Transcription factors (TFs) are important components of gene regulatory networks. They bind to short degenerate DNA motifs, activating or inhibiting their target genes by either recruiting the transcriptional machinery or blocking it. The general principles of transcription regulation were first deduced from studies of the lac operon system in E. coli by Jacob and Monod. They showed that the lac operon has cis-acting elements in a promoter region that are controlled by trans-acting proteins that bind to these regulator elements, either activating or repressing transcription.

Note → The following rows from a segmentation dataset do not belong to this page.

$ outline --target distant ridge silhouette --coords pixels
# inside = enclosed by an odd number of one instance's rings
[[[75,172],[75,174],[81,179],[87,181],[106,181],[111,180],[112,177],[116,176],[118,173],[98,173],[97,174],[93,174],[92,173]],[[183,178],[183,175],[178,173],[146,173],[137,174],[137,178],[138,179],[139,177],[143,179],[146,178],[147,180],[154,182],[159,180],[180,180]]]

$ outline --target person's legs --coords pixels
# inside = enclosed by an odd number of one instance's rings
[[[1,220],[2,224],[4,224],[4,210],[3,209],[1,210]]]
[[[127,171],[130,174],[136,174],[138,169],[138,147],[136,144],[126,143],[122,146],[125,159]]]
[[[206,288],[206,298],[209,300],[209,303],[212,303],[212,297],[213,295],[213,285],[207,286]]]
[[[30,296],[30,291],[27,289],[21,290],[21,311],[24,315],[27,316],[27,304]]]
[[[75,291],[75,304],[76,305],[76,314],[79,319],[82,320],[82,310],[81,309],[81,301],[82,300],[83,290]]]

TFs make up a significant percentage of the human genome, about 6 to 10%. However, only a small percentage of the DNA motifs that these TFs bind have been determined. TFs also play an important role in disease. For instance, TFs are over represented among oncogenes. A third of the genes linked to birth defects in OMIM are transcription factors.
There are many different types of transcription factors that utilize a wide variety of protein folds to bind DNA and recognize specific sites. The two largest transcription factor families in most metazoan genomes are the C2H2 zinc finger (hereafter referred to as ZF) family and the homeodomain transcription factor family.

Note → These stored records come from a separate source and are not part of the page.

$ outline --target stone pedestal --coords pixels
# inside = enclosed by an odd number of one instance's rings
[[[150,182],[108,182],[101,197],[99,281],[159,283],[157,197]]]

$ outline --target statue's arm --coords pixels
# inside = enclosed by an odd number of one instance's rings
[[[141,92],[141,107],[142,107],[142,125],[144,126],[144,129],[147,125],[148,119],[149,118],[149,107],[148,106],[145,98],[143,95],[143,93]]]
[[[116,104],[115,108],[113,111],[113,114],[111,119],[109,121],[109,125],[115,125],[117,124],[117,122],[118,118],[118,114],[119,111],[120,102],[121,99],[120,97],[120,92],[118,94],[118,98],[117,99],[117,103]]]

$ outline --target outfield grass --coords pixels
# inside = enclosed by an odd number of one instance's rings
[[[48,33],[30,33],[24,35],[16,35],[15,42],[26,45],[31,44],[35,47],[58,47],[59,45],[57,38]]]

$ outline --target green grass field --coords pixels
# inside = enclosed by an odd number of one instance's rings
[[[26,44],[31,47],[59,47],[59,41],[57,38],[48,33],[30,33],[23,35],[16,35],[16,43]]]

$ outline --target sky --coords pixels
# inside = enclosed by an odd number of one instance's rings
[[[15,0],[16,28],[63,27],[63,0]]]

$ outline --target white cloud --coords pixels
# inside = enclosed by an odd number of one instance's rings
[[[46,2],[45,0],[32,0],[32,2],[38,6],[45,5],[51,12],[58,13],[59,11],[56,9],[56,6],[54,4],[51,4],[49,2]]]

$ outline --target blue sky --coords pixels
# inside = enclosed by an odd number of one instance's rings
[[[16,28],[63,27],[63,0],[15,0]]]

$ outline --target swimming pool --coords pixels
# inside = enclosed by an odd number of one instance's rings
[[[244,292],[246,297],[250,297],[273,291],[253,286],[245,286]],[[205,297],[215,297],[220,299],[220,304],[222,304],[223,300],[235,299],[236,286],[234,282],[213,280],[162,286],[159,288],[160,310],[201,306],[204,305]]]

Both of homeodomain transcription factors and zinc finger families utilize a relatively small set of key residues to bind to DNA specifically, and they are capable of binding to a wide variety of different types of binding sites. It has been proposed that this ability to bind a wide array of possible DNA motifs is why these families have expanded so quickly. The reasoning is that if only a few mutations at key residues can lead to a wide variety of different binding specificities, than a TF family should be able to expand through duplication successfully.
The homeodomain transcription factor and ZF are both relatively small domains, 30 and 60 amino acids long, respectively. Both families use an alpha helix, or recognition helix, to bind in the major groove. Homeodomain transcription factor proteins also bind in the minor groove via an N-terminal arm. ZF proteins generally contain tandem repeats of ZF domains that bind to overlapping subsites. The homeodomain transcription factor family is a subfamily of the HTH class of proteins, which are very abundant in prokaryotic genomes.
Insights into the mechanisms of sequence-specific DNA binding by homeodomains have been provided by the three-dimensional structures of individual protein-DNA complexes coupled with directed mutagenesis and biochemical analysis. The homeodomain consists of approximately 60 amino acids that fold into a stable 3-helix bundle preceded by a flexible N-terminal arm. Interactions with a 5 to 7 base pair DNA binding site are formed by positioning a single “recognition” helix in the major groove and the N-terminal arm in the minor groove. Despite a common DNA-binding architecture, there is significant variation in the sequence composition within the homeodomain family; for example the two superclasses of homeodomains, denoted as typical and atypical, share low sequence identity and recognize substantially different DNA sequences, yet their docking with the DNA is nearly identical. This conserved binding geometry allows differences in amino acid sequence and DNA-binding specificity for various homeodomains to be interpreted within a common structural framework. Residues at positions 2, 3 and 5-8 on the N-terminal arm, as well as residues at positions 47, 50, 51, 54 and 55 on the recognition helix, can all contribute to DNA-binding specificity.
How specific sequence variations between homeodomains lead to different recognition preferences has been defined in several cases. Seminal experiments demonstrated that Lys50 promotes recognition of TAATCC by the Bicoid class of homeodomains instead of the TAAT(T/G)(A/G) recognized by the Gln50-containing Antp and En classes. Beachy and colleagues mapped differences in binding site position 2 specificity for the posterior HOX protein AbdB (TTATGG) and more anterior HOX family members (TAATGG) to amino acids at positions 3, 6 and 7 in the N-terminal arm. Interestingly, substitutions at amino acids that overlap with these positions (6-8) are sufficient to switch the specificity of an NK-2 type homeodomain (CAAGTG) to the specificity of an Antp-type homeodomain (T AAGTG) at the neighboring base, binding site position 1. This complexity is not limited to the N-terminal arm, as residues at different amino acid positions, such as 47 and 54, can potentially contact the same base pair. This diversity in potential recognition contacts has hindered efforts to globally reengineer homeodomain specificity. Consequently, a comprehensive description of the determinants of homeodomain DNA-binding specificity remains an important goal.